"Se canto, que canto" est l’hymne du Béarn.
L’origine de ce chant populaire se perd dans les temps anciens. La date de naissance de son texte est mieux identifiée. Il a été écrit par Gaston III de Foix au 14è siècle. Le comte Gaston de Foix dit Phoebus (soleil) doit son surnom à sa chevelure blonde. Ce seigneur coléreux, guerrier, passionné de chasse... et de femmes, a hésité à prendre parti entre le roi de France et l’Angleterre pendant la guerre de Cent ans ; il est parti combattre en Prusse dans les rangs des chevaliers Teutoniques. À son retour, et pour se faire pardonner ses nombreuses infidélités, il écrivit ce chant destiné à son épouse retirée dans sa famille en Espagne.
Chant de ralliement d’un peuple très attaché à son identité, ce chant béarnais est toujours resté d’une grande actualité. Il est parfois répertorié sous le titre "Aqueros mountagnos". Marcel Amont l’avait enregistré en 1963 (collector chez Polydor). En 1978, un feuilleton TV à grand succès avait retracé la vie de Gaston Phoebus, interprété par Jean-claude Drouot.

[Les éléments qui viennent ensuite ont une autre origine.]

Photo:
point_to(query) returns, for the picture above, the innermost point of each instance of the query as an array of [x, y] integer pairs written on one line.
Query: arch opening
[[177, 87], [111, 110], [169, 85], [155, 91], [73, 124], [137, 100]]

Cette chanson populaire est aujourd’hui très souvent entonnée par les scouts et les chorales de jeunes. Mais pas seulement par les scouts ! Le 3 juin 2003, le député UDF Jean Lassalle avait provoqué la stupéfaction à l’Assemblée nationale en entonnant tout seul l’hymne béarnais. L’élu de la vallée d’Aspe entendait ainsi attirer l’attention sur le refus de Nicolas Sarkozy d’installer les 23 gendarmes promis pour la sécurité du tunnel franco-espagnol du Somport. L’audace de M. Lassalle mérite d’être saluée. Parmi les députés alsaciens, il ne s’en trouverait pas un seul pour défendre les intérêts des Alsaciens, surtout de cette manière.
L’une des plus belles versions de « Se Canto, que canto » est celle qu’avait enregistrée André Dassary, avec chœur et orchestre.